What is a systematic review?
A systematic review is a summary of available research on a particular topic; and similar to a literature review. It identifies, assesses and synthesises the findings from multiple studies to answer specific questions. The key difference from a literature review is that it approaches evidence systematically, thus avoiding potential bias in findings.
What did we do in our systematic review?
Last year, the EIB Group’s Evaluation Division conducted a systematic review of residential energy efficiency. This was the first time we used a systematic review. To ensure that we would get the most from this pilot, we worked with the International Initiative for Impact Evaluations, known as 3ie, a global leader in producing and synthesising rigorous evidence. Along the way we learned some lessons useful for other evaluators we’d like to share:
- Advantages of using a systematic review
- Why starting with an evidence map can be helpful
- Trade-offs to bear in mind when undertaking a systematic review
What are the advantages of a systematic review?
Often there is a large amount of existing evidence available. What’s more, findings from the evidence can at times appear to be contradictory, either due to the quality of the research, or because results are influenced by the circumstances under which the research has taken place. By collating, appraising and then summarising the evidence, systematic reviews facilitate the use of the evidence.

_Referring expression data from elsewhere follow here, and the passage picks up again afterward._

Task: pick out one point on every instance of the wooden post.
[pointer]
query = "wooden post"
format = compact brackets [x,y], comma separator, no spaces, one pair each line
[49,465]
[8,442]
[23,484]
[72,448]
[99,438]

This makes them especially useful for decision makers without much time on their hands, who want to understand what works, and what doesn’t work under which circumstances. But systematic reviews are equally useful for evaluators and researchers who can see where a lot of solid evidence already exists and where gaps remain.
In a systematic review:
- The scope and methods are defined upfront in a study protocol, which sets out clear inclusion criteria (transparent)
- The search is comprehensive and includes published and unpublished studies, in any language (unbiased)
- A critical appraisal of the quality of studies is carried out to assess the reliability of studies that are included (rigorous)
- Data extraction and organisation is systematic and reproducible (transparency)
What is an evidence (gap) map?
An evidence gap map is a tool designed to provide an overview of the existing evidence on a topic.
Why starting with an evidence map can be useful
Instead of agreeing a topic and research question for our systematic review, then collecting the available evidence and synthesising the findings, we started the review by mapping the evidence. The advantages of this approach are that it puts together an inventory of all the available evidence, which can help identify future research priorities and void duplication of effort.